If the new pressure treated lumber shows any signs of mold, mildew, or algae growth, pressure clean the surface just as you would for prepping for any paint job, using a dilute solution of chlorine and water. Surprisingly, mildew grows quite well on unprotected, pressure treated lumber and it must be removed before painting.

It is recommend to paint with an appropriate primer and topcoat system. The recommended system for best durability is to prime with one coat of a 100% acrylic primer and then top coating with a 100% acrylic flat or eggshell. The use of vinyl acrylic, acrylic blends, or low quality, non-100% acrylic primers and paints is specifically not recommended.

We do not recommend clear waterproof sealers on pressure treated lumber, as the nature of the lumber eliminates the ability of these sealers to penetrate properly.

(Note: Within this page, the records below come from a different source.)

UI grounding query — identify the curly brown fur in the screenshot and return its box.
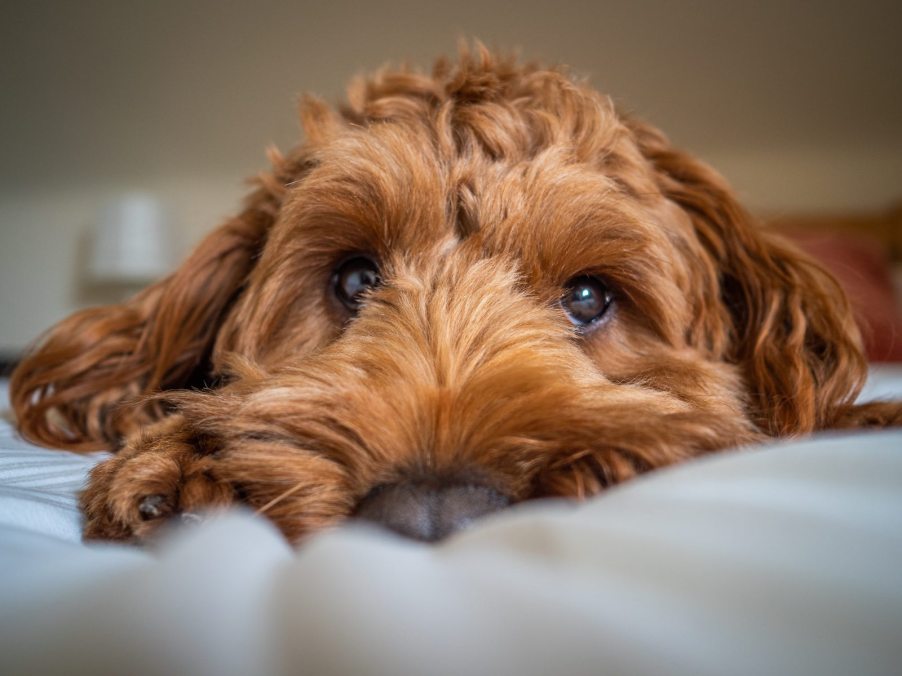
[12,49,902,539]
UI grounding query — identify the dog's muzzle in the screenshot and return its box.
[354,482,510,542]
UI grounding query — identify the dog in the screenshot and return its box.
[11,47,902,542]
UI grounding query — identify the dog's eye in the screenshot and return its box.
[332,256,382,312]
[561,275,614,326]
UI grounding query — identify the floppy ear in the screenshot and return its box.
[630,122,867,435]
[10,151,304,450]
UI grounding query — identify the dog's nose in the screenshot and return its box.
[354,482,510,542]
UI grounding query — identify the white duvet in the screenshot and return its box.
[0,374,902,676]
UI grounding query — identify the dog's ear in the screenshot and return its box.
[10,151,305,450]
[630,123,867,435]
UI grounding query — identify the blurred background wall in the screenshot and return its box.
[0,0,902,354]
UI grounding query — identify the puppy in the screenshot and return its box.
[11,48,902,541]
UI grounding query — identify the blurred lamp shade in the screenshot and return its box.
[87,193,172,284]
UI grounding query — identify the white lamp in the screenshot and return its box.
[88,193,172,286]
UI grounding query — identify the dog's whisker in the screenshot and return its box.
[254,481,309,515]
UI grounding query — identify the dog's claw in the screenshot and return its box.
[138,495,166,521]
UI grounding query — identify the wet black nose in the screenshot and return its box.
[355,482,510,542]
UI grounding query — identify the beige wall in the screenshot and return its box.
[0,0,902,353]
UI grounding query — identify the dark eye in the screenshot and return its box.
[561,275,614,326]
[332,256,382,312]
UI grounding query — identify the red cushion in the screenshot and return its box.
[787,231,902,362]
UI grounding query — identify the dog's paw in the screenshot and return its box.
[81,416,234,542]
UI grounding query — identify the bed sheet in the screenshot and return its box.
[0,374,902,676]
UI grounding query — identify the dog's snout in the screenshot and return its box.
[355,482,510,542]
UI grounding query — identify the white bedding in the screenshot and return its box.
[0,370,902,676]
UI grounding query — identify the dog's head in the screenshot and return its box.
[13,51,864,534]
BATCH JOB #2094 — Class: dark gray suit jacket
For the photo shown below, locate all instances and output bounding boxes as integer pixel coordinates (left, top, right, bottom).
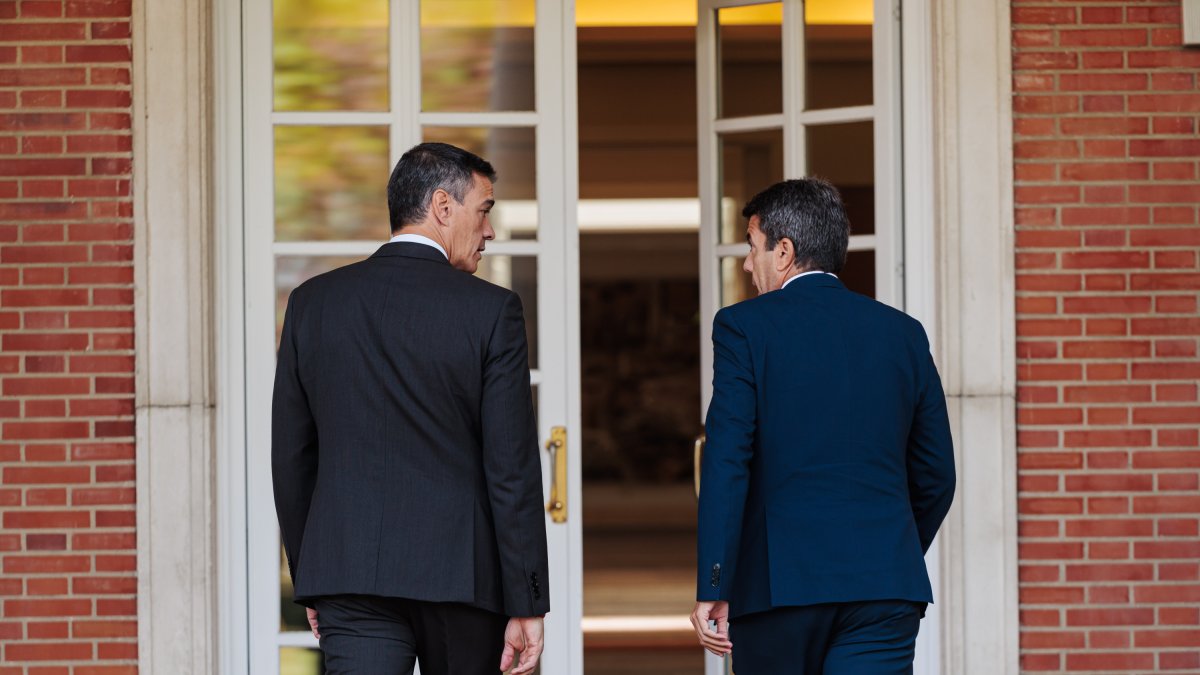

Sifting on the surface, these sealers can actually attract dirt, mold, mildew and algae causing more damage than you would get if you just left it alone. Staining pressure treated lumber is also not recommended, again due to the inability of stains to properly penetrate into the lumber. It is our experience that a proper primer and topcoat of 100% acrylic premium paints has the best chance of adhering and withstanding the excessive moisture and shrinkage of pressure treated lumber.

"The best way to determine if pressure treated wood is dried and is ready to accept a coating, is with a moisture meter. A 12-15% is considered good. A six months drying period is normal for any wood above a 15% reading. If you are uncertain about the moisture content, sawing a small section off of a board will expose what's inside. If there is moisture left on the saw blade, there is too much to coat."